According to a July 9 request for information, FDA’s Office of Information Management and Technology is also looking at cloud solutions – both private clouds and public clouds authorized by the Federal Risk and Authorization Management Program -- to reduce IT infrastructure costs, enhance capacity and improve collaboration across its research centers.
“To the extent possible, FDA would like to eliminate all FDA owned or leased data centers within four (4) years,” the RFI said, acknowledging that a hybrid approach may be more feasible, especially when it comes to meeting the FDA’s federated enterprise requirements and supporting early adopters.
In addition to modernizing its infrastructure, the FDA said it wants to streamline processes, establish standards, reduce the work and expense required to maintain contracts and still have enough flexibility to support innovation. It is specifically looking for transparency in monitoring and cost data, engineering support for troubleshooting, enhanced support for DevOps, expanded use of automation and continuous integration, diagnostics, testing, mitigation and security services.
Responses are due Aug. 3.
Meanwhile, the Department of Homeland Security is inching closer to making good on a long-promised data center consolidation plan.

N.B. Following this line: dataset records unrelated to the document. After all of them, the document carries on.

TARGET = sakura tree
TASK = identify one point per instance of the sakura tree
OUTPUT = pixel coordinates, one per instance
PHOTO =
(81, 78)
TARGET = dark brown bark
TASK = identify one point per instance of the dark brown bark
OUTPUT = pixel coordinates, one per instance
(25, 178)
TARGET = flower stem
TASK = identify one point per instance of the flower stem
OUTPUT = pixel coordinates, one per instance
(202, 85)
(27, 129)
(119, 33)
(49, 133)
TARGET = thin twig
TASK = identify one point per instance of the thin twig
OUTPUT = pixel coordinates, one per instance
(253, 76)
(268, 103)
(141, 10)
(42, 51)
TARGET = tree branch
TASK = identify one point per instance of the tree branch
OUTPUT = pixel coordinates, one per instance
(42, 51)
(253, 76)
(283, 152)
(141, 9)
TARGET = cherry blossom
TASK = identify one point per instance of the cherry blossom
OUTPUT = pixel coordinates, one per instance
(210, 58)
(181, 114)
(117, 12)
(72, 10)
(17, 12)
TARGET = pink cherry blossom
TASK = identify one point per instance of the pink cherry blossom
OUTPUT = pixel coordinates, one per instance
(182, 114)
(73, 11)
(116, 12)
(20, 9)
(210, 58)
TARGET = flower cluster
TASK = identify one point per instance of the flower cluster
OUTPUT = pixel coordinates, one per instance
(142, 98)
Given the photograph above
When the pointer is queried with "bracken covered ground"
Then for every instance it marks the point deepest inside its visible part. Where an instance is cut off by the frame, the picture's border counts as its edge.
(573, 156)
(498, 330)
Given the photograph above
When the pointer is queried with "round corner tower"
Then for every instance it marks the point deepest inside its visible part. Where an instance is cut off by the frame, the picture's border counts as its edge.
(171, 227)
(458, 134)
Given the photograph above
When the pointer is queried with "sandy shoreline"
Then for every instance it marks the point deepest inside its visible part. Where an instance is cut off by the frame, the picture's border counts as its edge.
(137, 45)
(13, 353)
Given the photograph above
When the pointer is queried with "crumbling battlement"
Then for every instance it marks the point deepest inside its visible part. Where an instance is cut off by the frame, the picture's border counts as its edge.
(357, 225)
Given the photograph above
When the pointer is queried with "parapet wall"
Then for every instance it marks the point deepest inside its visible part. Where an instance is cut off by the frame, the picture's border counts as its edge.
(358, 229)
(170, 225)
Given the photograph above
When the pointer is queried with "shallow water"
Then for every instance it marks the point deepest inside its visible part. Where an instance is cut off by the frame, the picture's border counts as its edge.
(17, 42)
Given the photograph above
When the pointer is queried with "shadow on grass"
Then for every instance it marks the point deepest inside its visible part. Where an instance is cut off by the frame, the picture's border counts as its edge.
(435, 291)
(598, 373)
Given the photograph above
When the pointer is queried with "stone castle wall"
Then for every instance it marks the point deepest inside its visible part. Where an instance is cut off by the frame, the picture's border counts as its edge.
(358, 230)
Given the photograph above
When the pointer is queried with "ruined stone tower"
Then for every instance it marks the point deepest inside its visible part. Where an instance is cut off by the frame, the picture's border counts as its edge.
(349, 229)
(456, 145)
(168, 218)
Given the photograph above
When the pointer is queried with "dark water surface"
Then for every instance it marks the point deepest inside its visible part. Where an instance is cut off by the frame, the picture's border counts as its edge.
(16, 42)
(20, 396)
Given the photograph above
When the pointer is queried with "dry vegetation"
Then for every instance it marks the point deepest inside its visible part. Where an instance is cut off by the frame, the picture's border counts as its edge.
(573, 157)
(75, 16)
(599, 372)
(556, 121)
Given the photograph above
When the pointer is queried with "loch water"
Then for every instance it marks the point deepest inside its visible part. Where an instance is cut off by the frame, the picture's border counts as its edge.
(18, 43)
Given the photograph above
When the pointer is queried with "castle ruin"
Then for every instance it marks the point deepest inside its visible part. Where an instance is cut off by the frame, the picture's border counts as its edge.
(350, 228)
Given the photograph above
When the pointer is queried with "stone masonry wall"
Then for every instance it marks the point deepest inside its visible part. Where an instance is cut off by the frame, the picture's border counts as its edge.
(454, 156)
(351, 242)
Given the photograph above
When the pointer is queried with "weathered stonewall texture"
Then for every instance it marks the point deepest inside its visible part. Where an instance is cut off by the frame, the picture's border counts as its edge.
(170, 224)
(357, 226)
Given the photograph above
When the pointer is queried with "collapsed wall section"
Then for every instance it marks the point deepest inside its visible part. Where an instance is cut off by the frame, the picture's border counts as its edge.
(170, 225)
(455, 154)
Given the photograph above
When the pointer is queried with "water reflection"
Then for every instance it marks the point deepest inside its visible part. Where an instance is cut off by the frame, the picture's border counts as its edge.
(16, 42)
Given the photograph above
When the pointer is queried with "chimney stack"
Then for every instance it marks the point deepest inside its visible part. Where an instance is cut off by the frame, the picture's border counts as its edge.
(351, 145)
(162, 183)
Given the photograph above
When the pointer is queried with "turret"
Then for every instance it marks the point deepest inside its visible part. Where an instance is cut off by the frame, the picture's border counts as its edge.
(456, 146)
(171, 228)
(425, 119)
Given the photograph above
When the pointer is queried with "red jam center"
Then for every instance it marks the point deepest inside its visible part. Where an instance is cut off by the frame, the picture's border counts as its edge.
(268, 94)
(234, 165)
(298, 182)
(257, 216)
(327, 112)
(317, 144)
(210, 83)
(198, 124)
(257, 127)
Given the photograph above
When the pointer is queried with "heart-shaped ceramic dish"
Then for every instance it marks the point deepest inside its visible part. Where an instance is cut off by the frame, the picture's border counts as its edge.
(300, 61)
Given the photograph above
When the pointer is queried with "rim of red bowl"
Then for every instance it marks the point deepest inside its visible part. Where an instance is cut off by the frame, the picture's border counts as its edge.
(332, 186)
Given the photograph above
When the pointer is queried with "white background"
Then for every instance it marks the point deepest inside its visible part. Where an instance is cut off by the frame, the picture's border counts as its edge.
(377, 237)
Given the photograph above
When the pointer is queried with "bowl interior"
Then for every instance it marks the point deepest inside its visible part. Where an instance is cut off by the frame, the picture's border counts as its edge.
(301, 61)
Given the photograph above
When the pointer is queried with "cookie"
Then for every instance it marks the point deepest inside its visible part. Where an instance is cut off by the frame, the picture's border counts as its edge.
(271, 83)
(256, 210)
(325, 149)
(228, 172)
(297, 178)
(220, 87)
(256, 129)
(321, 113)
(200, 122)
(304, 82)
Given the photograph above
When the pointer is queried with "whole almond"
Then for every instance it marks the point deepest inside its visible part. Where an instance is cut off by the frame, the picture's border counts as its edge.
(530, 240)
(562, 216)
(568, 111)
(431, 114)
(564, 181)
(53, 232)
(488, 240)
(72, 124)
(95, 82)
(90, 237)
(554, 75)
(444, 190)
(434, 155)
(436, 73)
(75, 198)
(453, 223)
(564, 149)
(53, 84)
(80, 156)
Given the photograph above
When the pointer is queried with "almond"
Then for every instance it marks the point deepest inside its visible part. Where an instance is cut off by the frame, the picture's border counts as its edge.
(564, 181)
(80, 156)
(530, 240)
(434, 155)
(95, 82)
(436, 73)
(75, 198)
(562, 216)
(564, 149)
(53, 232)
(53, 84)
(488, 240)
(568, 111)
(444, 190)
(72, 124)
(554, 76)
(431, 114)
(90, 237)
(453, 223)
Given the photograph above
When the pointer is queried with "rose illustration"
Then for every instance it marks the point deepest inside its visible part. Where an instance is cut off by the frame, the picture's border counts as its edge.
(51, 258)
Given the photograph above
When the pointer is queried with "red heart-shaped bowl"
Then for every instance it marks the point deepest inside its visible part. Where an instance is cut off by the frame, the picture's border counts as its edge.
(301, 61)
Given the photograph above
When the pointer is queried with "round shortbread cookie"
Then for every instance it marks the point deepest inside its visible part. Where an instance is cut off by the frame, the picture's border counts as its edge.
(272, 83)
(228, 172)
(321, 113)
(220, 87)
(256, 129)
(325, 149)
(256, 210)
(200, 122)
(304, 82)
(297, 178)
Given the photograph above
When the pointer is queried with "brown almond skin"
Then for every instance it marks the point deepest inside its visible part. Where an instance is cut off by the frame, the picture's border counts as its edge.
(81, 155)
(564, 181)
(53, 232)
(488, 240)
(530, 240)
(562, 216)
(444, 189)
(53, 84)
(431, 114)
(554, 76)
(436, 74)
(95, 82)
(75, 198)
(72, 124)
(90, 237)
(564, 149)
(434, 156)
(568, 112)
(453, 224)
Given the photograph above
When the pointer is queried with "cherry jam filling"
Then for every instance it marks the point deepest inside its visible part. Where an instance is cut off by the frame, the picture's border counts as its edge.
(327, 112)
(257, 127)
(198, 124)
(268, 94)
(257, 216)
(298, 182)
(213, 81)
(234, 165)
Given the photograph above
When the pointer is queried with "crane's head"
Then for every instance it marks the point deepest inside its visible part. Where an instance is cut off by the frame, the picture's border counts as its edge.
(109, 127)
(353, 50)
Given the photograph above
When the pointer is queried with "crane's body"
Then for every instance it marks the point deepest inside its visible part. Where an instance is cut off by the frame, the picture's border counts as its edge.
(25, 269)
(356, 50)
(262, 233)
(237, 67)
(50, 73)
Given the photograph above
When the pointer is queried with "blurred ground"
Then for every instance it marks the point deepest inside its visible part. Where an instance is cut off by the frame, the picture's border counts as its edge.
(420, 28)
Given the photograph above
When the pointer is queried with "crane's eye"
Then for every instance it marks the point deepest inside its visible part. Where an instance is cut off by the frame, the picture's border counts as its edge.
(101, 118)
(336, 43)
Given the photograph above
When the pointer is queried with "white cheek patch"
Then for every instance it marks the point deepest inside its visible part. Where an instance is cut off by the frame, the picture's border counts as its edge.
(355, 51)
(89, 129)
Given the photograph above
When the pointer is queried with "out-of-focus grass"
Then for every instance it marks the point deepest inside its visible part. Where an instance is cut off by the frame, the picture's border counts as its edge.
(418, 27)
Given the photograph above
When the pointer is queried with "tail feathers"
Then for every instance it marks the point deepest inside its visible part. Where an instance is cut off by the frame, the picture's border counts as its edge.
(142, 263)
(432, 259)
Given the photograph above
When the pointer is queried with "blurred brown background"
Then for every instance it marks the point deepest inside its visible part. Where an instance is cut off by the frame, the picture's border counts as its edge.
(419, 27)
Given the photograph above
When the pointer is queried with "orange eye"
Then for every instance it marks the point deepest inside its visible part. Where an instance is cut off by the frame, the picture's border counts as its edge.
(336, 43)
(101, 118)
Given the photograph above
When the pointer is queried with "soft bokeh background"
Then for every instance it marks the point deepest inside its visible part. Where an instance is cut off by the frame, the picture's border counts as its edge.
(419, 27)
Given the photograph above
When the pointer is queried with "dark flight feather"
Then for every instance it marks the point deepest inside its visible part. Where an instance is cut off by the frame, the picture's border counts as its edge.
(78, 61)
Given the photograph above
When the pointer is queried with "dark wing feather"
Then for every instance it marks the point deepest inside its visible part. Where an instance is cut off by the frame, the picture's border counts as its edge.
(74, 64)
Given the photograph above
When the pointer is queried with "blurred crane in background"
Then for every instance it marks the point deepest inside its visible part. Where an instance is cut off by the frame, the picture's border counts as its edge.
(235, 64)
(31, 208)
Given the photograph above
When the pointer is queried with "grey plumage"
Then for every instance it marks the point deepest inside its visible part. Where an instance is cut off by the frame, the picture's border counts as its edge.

On July 10, the agency issued a draft solicitation for data center and cloud optimization support services for its enterprise data center as well as implementation and hosting environments at the Stennis Space Center in Mississippi. The data center is owned by NASA and run by its contractor, but DHS uses about 35,000 square feet in the facility.
When awarded, the contract could be worth $1 billion to the successful bidder, Washington Technology reported in May.
DHS had planned to consolidate data center operations at the Mississippi facility, known as DC 1, and shutter operations at a Virginia location (called DC 2) to save money and to make allowances for components that are pushing operations into commercial cloud. The plan as of last August was to consolidate operations in Mississippi by June 2020, but even then, complications were emerging that made the closure of DC 2 on that timetable unlikely.
The draft solicitation looks to move from a location-based approach for support services to a service-based approach that will offer a hybrid IT hosting environment to serve as a foundation to manage and integrate multi-cloud and co-located applications.
A portion of this article was first posted to FCW, a sibling site to GCN.